THE authors of "Quantifying Shapes: Mathematical Techniques for Analysing Visual Representations of Sound and Music" use Gaussian process (GP) regression, principal component analysis, cluster analysis and GP classifiers to analyze a data set consisting of music visualizations of 20 stimuli by 71 participants. Being a statistician with somewhat limited knowledge in music perception research, I will focus on statistical aspects of the paper.
Generally I agree with the authors that the techniques they have used can be helpful for the analysis of this kind of data and may reveal interesting structures, and I find the selection of methods reasonable (although of course there are promising alternatives in the literature). On the other hand, more attention should be paid to a number of details. Many of the authors' results depend, sometimes critically, on tuning decisions and choices to be made by the researchers, and the importance of these choices and their implications need to be acknowledged.
The first thing that struck me was that data stem from 20 stimuli, but stimuli are not distinguished in the authors' analyses. The authors give a reason for this, but it still does not go without saying that what participants do does not depend on the stimulus. This would have been worth exploring (I would have liked to see a demonstration of how plots such as in Figs. 1-3 relate to corresponding plots for single stimuli).
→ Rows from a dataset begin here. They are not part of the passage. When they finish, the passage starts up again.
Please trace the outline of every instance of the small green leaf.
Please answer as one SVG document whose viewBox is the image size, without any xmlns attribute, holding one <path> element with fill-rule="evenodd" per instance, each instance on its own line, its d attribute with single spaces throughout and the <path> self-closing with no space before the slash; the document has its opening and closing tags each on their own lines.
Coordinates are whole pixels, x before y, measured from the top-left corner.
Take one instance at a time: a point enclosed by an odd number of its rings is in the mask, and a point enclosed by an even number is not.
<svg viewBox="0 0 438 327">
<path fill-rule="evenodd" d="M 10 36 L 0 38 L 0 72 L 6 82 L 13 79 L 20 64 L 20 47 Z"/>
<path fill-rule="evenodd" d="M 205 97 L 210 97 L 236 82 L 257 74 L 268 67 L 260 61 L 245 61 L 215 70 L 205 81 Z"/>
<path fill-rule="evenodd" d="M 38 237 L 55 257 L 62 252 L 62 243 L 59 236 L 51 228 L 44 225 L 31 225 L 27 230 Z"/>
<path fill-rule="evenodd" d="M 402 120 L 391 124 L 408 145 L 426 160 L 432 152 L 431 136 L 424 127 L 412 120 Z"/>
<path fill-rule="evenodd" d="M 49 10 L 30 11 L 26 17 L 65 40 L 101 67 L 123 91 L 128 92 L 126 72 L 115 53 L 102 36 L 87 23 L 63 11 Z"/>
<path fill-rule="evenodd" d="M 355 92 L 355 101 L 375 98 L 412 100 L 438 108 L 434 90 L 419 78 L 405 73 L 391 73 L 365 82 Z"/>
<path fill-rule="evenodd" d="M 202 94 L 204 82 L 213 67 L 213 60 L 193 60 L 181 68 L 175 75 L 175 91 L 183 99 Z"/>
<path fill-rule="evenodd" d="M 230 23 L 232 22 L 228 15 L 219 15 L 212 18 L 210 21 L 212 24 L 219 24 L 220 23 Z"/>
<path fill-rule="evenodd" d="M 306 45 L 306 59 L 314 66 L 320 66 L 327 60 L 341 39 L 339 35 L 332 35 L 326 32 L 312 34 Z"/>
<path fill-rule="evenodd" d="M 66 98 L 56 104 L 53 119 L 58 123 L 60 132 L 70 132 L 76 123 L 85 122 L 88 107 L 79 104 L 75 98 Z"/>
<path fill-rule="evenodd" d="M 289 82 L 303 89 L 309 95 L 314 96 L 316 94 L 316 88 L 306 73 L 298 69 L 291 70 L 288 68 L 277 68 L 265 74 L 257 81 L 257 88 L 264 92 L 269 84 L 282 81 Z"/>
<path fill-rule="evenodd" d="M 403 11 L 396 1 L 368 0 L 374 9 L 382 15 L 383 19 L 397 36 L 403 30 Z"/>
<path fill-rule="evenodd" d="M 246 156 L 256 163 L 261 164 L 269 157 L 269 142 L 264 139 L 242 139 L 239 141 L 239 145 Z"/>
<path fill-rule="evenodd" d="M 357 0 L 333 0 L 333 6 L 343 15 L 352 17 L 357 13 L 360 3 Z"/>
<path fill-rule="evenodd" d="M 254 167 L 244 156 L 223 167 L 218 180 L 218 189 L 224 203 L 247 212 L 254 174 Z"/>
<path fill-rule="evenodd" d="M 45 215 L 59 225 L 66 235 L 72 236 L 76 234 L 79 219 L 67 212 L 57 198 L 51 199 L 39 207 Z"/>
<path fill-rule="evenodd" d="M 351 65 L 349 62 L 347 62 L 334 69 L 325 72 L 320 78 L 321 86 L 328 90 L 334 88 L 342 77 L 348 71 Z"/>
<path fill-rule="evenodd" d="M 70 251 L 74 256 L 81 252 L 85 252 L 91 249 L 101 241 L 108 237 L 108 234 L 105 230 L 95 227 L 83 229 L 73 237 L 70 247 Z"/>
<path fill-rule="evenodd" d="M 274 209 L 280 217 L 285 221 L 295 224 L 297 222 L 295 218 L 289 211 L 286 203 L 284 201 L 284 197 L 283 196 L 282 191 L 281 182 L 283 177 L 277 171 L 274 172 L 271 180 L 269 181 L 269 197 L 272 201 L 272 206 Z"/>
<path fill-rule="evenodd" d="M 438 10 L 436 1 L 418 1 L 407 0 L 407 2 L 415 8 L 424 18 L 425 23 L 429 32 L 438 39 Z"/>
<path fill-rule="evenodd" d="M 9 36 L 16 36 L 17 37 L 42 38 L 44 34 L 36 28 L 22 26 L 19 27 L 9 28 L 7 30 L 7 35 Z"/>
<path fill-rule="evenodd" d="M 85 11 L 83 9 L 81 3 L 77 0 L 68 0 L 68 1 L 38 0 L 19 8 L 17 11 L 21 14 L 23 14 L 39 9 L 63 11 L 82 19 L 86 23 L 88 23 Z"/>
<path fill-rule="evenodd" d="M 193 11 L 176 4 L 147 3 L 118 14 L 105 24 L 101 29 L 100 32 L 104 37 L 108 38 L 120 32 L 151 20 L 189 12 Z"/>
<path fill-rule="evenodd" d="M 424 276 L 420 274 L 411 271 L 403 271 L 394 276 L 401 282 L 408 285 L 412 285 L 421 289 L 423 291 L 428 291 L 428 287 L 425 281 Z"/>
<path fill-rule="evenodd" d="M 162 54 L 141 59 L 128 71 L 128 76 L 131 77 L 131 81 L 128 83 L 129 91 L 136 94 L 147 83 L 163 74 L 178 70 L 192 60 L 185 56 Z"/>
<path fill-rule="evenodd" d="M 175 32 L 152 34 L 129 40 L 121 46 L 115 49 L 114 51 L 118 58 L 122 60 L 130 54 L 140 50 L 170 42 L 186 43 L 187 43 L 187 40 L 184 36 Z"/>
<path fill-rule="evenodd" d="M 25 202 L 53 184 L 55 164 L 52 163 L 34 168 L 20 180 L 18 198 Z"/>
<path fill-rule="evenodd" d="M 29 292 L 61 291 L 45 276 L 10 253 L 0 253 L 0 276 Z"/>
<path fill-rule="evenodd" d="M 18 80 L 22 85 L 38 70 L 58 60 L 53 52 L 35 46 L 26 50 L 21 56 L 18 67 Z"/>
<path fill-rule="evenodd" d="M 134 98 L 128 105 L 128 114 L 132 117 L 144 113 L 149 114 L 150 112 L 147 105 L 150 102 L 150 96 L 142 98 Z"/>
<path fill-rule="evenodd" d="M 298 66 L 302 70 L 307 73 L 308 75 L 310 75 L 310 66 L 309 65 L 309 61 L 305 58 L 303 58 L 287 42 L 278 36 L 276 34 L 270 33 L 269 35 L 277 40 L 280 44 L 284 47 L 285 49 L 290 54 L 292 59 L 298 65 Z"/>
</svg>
Regarding the GP regression, I wonder why the authors confine themselves to the estimation of the covariance function k. The mean function m models the direct connection between the inputs and the output. Assuming this to be constant zero implies that any connection between input and output is unsystematic, determined by random noise and correlation with other data points only. To me it seems that the mean function would have been at least as interesting as the covariance function. The authors defend their decision by noting that Figures 1-3 actually show that the method produces fits that systematically connect the output to the input. But the fits depend heavily on the given data, and assuming the mean function to be zero means that what we see is explained, apart from the observed data points, by autocorrelation only, but not by systematic dependence of y on x (obviously estimating m(x) would imply even less prior knowledge than assuming it to be constant zero). The authors are right, though, that this approach is standard in the literature on GP regression, probably for identifiability reasons, and other methods of nonlinear regression would have been needed for modeling a nonconstant mean function.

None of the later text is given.